Warga Jumeneng dengan diskusi bulanan di Pendopo Al-Ikhlas, kali ini mencoba mengelaborasi makna yang terkandung dari Idul Adha. Alasannya jelas: agar mereka tidak terkukung dalam pemahaman yang terlalu ideal, tapi tidak sampai mencambuk kesadaran jiwa dan mental untuk beramal.
Alangkah herannya mereka. Setelah diskusi yang dimoderatori Markoden, dan dinarasumberi Markemol, justru Sarikhuluk lebih menukik pada apa yang tidak begitu diperhatikan oleh kebanyakan orang pada momen Idul Adha.
Pria yang dikenal dengan kearifannya itu justru lebih tertarik mengangkat tema tentang Hari Tasyriq(11, 12, 13 Dzul Hijjah).
“Berkurban dalam Idul Adha sudah terasa sangat biasa. Filosofi nilainya sudah sangat mengakar pada batin umat. Sayangnya tak sampai membangkitkan ghirah mereka untuk melakukan amalan-amalan yang diilhami olehnya.” Begitulah Sarikhuluk memulai statemen dengan seringai khasnya.
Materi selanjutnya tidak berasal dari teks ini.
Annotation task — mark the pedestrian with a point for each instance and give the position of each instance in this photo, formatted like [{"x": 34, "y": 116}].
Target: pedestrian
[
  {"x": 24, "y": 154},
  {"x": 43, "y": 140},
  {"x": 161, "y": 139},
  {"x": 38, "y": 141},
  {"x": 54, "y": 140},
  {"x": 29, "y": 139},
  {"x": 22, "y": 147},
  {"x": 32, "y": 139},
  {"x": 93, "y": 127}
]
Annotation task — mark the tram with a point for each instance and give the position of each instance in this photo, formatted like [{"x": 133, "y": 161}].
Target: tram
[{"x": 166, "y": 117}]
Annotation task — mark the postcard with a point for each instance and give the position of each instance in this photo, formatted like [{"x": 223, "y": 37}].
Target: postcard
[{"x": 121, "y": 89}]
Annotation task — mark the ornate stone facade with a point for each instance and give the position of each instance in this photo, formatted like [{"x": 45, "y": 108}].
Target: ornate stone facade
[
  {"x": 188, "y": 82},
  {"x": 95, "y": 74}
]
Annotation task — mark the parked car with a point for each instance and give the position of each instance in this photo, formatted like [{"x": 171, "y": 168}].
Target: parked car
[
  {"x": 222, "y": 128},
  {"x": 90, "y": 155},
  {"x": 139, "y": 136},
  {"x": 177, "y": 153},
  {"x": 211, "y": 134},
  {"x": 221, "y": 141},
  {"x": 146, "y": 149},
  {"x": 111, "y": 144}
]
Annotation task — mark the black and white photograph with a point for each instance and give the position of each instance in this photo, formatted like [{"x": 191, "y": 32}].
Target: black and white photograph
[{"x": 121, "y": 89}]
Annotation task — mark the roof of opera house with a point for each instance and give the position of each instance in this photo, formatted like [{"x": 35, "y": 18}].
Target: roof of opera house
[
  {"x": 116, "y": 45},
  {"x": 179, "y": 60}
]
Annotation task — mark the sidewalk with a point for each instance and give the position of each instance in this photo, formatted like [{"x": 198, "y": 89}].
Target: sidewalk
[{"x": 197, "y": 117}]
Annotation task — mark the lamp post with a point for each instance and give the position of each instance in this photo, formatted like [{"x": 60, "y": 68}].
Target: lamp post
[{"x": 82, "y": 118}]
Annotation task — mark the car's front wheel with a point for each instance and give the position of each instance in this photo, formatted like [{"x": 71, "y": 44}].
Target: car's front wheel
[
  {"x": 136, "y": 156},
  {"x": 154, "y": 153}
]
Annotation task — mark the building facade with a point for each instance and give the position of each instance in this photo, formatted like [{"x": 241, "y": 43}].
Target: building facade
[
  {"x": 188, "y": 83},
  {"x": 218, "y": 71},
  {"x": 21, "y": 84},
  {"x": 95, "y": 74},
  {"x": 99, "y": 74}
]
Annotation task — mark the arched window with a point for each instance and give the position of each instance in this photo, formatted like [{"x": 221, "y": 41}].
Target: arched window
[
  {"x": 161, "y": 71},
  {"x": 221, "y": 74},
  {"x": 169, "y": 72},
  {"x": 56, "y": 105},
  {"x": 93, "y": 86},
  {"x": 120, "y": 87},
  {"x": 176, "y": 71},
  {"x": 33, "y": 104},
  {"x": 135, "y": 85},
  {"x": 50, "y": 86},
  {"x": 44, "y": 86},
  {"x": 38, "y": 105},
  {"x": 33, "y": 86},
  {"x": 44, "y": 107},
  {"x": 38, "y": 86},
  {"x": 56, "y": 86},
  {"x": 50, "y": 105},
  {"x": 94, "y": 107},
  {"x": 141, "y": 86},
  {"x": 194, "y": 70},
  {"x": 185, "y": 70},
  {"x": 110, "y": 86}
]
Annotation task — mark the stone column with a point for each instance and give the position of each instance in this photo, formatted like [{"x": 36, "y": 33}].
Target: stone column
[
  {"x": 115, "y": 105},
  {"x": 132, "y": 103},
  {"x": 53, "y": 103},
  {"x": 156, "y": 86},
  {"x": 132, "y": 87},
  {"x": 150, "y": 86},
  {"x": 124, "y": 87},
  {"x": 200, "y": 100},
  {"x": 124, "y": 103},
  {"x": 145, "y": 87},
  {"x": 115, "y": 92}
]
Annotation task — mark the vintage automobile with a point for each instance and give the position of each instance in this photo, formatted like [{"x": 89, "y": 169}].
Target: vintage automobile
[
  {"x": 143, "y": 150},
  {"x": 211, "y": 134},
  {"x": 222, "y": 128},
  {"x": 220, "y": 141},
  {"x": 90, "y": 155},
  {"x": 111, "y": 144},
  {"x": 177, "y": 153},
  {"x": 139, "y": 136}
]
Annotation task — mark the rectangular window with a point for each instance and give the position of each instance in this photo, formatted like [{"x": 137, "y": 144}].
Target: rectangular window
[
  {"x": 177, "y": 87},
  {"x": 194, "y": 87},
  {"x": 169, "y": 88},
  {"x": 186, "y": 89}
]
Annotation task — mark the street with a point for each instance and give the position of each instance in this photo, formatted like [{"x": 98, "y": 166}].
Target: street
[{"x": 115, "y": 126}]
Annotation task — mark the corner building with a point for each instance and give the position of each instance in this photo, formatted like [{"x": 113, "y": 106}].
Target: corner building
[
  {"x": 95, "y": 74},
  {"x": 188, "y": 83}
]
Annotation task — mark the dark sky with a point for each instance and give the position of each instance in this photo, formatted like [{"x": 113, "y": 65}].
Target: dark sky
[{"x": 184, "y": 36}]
“Apa yang kalian pahami tentang Hari Tasyriq?” Ia mulai menyambuk kesadaran peserta diskusi dengan pertanyaan mencerahkan. “Apa ya?” “Tidak tauuuuuuuuuu,...” “Lho itu `kan hari tenggang waktu untuk diperbolehkannya penyembelihan hewan kurban. Lha apa istimewanya? Bukankah yang utama disembelih adalah pas pada waktu 10 Dzul Hijjah.” “Tasyriq itu ya pesta makan daging Cak, hehehe” Begitulah pandangan variatif dari peserta yang berusaha menjawab pertanyaan menukik dari Sarikhuluk.
“Ingat poro dolor(para saudara)! Tidak mungkin Hari Tasyriq hanya dijadikan bagian sekunder dari Idul Adha. Justru ia adalah bagian penting darinya. Ada beberapa nilai yang terkandung di dalamnya. Tapi, sebelum aku menjelaskannya, ada beberapa makna dasar yang perlu kalian ketahui,” Sarikhuluk mencoba menggiring diskusi lebih dalam.
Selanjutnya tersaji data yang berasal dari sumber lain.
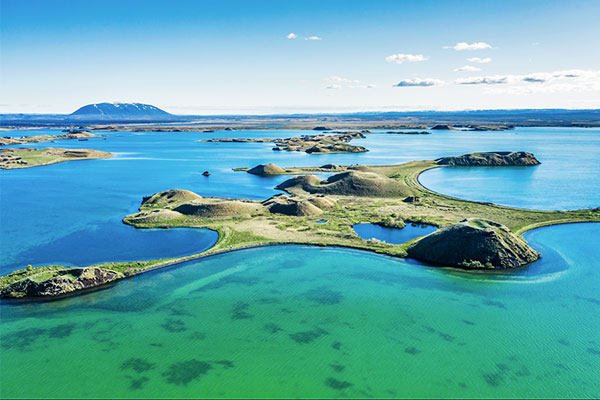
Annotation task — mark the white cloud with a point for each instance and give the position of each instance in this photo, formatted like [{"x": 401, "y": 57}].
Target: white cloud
[
  {"x": 469, "y": 68},
  {"x": 419, "y": 82},
  {"x": 479, "y": 60},
  {"x": 483, "y": 80},
  {"x": 469, "y": 46},
  {"x": 539, "y": 82},
  {"x": 400, "y": 58},
  {"x": 337, "y": 82}
]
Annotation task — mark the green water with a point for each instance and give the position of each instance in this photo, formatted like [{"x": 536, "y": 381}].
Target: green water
[{"x": 297, "y": 321}]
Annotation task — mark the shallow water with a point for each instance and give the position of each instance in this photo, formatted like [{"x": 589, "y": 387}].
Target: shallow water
[
  {"x": 53, "y": 203},
  {"x": 392, "y": 235},
  {"x": 319, "y": 322}
]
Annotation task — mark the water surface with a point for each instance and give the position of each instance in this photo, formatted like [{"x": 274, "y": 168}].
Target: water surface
[{"x": 318, "y": 322}]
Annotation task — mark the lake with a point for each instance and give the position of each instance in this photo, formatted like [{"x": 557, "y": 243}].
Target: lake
[{"x": 296, "y": 320}]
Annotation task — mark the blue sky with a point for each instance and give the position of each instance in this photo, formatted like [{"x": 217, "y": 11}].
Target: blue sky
[{"x": 209, "y": 57}]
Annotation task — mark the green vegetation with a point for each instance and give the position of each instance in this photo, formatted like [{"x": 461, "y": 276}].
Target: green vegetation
[
  {"x": 389, "y": 195},
  {"x": 13, "y": 158}
]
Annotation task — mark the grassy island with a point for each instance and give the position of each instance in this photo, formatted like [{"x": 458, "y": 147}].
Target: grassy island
[
  {"x": 390, "y": 195},
  {"x": 13, "y": 158}
]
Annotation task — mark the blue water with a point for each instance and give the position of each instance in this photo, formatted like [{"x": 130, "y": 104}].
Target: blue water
[
  {"x": 318, "y": 323},
  {"x": 392, "y": 235},
  {"x": 51, "y": 204}
]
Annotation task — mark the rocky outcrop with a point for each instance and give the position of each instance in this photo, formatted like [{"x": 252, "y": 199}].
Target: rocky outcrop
[
  {"x": 408, "y": 133},
  {"x": 266, "y": 170},
  {"x": 173, "y": 196},
  {"x": 62, "y": 282},
  {"x": 349, "y": 183},
  {"x": 441, "y": 127},
  {"x": 474, "y": 244},
  {"x": 491, "y": 159}
]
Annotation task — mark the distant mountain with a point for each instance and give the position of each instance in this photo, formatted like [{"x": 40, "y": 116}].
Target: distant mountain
[{"x": 120, "y": 110}]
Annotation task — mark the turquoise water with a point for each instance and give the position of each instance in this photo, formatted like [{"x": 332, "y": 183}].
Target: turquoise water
[
  {"x": 319, "y": 322},
  {"x": 297, "y": 321},
  {"x": 86, "y": 200},
  {"x": 392, "y": 235}
]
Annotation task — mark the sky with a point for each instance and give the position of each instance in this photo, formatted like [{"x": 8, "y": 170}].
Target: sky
[{"x": 265, "y": 57}]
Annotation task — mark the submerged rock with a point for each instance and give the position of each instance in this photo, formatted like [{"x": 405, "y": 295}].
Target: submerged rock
[
  {"x": 474, "y": 243},
  {"x": 266, "y": 170},
  {"x": 441, "y": 127},
  {"x": 490, "y": 159},
  {"x": 61, "y": 282}
]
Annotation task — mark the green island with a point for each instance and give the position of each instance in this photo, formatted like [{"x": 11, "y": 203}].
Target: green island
[
  {"x": 70, "y": 134},
  {"x": 13, "y": 158},
  {"x": 488, "y": 235}
]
“Kata ‘TASYRIQ’ berasal dari kata syarraqa-yusyarriqu-tasyrīqan, artinya pencahayaan matahari dari timur. Orang Arab dulu memiliki kebiasaan membuat dendeng daging dengan cara menjemur daging melalu cahaya matahari yang terbit dari timur,” tambahnya.
“Lha terus maknanya apa Cak?” Tanya Sarijan penasaran. “Kalau berbicara masalah tasyriq, usahakan jangan hanya terpikir pada masalah wadag, artifisial(meskipun pada waktu itu kita dilarang puasa dalam arti tak makan dan tak minum sebagaimana puasa biasanya). Ojo mikir badokan(makanan) saja. Tapi lebih menelusup ke dalam filosofi nilainya!”
“Ada yang perlu diurai di sini. Pertama, kata syarqun(timur) sebagai landasan filosofi tasyriq. Matahari bangkit itu dari barat apa timur?” “Yo timur lah Cak. Kaya` pertanyaan anak TK saja,” gerutu Paiman.
“Ingat!ojo nesu dilek(jangan marah duluh). Artinya, Timur mengandung arti KEBANGKITAN. Matahari terbit menunjukkan awal pagi, manusia pada umumnya pada waktu pagi adalah waktu yang segar dan semangatnya untuk bekerja. Pagi juga mengandung makna: vitalitas, fresh, semangat, antusias, kehangatan dan kebangkitan. Jadi nilai yang bisa diambil dari sini adalah: KEBANGKITAN.”
Kedua, cahaya mentari. Orang bangkit itu butuh cahaya murni. Sebagaimana cahaya matahari yang timbul dari dirinya sendiri(bahasa fisika. Bukan bulan yang dapat cahaya dari matahari) meskipun sejatinya ya berasal dari Allah. Artinya apa?” “Yo mboh Cak. Tambah mumet aku” sahut Sukidi.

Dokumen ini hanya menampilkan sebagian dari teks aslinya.